When Your Favourite Character Dies

Ever read a novel and the worst imaginable thing happens, your favourite character dies?  I’ve done that several times.

A Song of Ice and Fire by George R. R. Martin is very well-known for doing this.  Now as a very popular TV series, named after the first novel, Game of Thrones is showing an expanded audience what it’s like to have many of your favourite characters kick the bucket.

You go through several stages.  Disbelief and shock, unable to accept that it happened.  You think that somehow they’ll come back.  You feel resentful of the author for killing the characters.  Finally, you accept that it happened and continue on.

Is it good for the book?  I think it creates a lot of drama.  For a series like A Song of Ice and Fire, it creates a feeling that anything can happen.  You have to accept that anyone can die.  Very few do it like Martin does.

I’ve read some others where not many die, but my favourite character dies.  That comes as more of a shock than the deaths in Westeros.

But what do you think?  How do you take the deaths of your favourite characters?  Please don’t post spoilers.

6 thoughts on “When Your Favourite Character Dies”

    1. I know. I knew it was going to happen, since I’ve read the first 2 books. But I have yet to actually watch Game of Thrones. But you’re right, Sean Bean always dies. He did in Game of Thrones, and he did in my favourite, Lord of the Rings.

  1. It depends on the execution of the scene. When done right, it jerks the reader out of his comfort zone. We tend to have this assumption that our favorite character has a form of fictional immortality – because they’re doing so well, they just can’t die because it would be a disservice to the story as a whole. But authors like Martin can pull it off successfully not only by killing off a number of important characters, but showing that the world keeps going in spite of them. He shows that the characters we thought were significant and could make a difference really weren’t that important after all, or perhaps important for reasons that we didn’t anticipate.

    That’s probably the key to making the death of a character have such an impact. Death is an extreme form of loss, so the author shouldn’t be afraid to confront that loss and have it mean something.

    1. Thanks for the comment. That’s definitely true about having the world keep on going. If a character is carrying the entire story, maybe it’s not a very deep story at all, especially if it has a large cast of characters.

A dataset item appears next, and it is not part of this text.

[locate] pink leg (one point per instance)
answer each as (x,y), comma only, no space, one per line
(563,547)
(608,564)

  2. Ok so I read the first book to a new series recently and I was tootling along really loving this particular character and thinking I knew the direction where things were going (especially because the cover featured said character) and them BLAMMO dead…and I felt cheated, angry and just erg like something was stolen from me.) I don’t know if this affected how I viewed the rest of the book but then I didn’t end up liking any of the other characters. Suffice to say I still loved the worldbuilding of the book but it made reading the rest of the book really hard because none of the other characters were sympathetic. I knew this particular character wasn’t a “main” character because he didn’t have a POV but still I was so disappointed.

    1. That’s got to be difficult to read if the only sympathetic character dies. I think for a book to be good, the characters (at least some of them) should be sympathetic.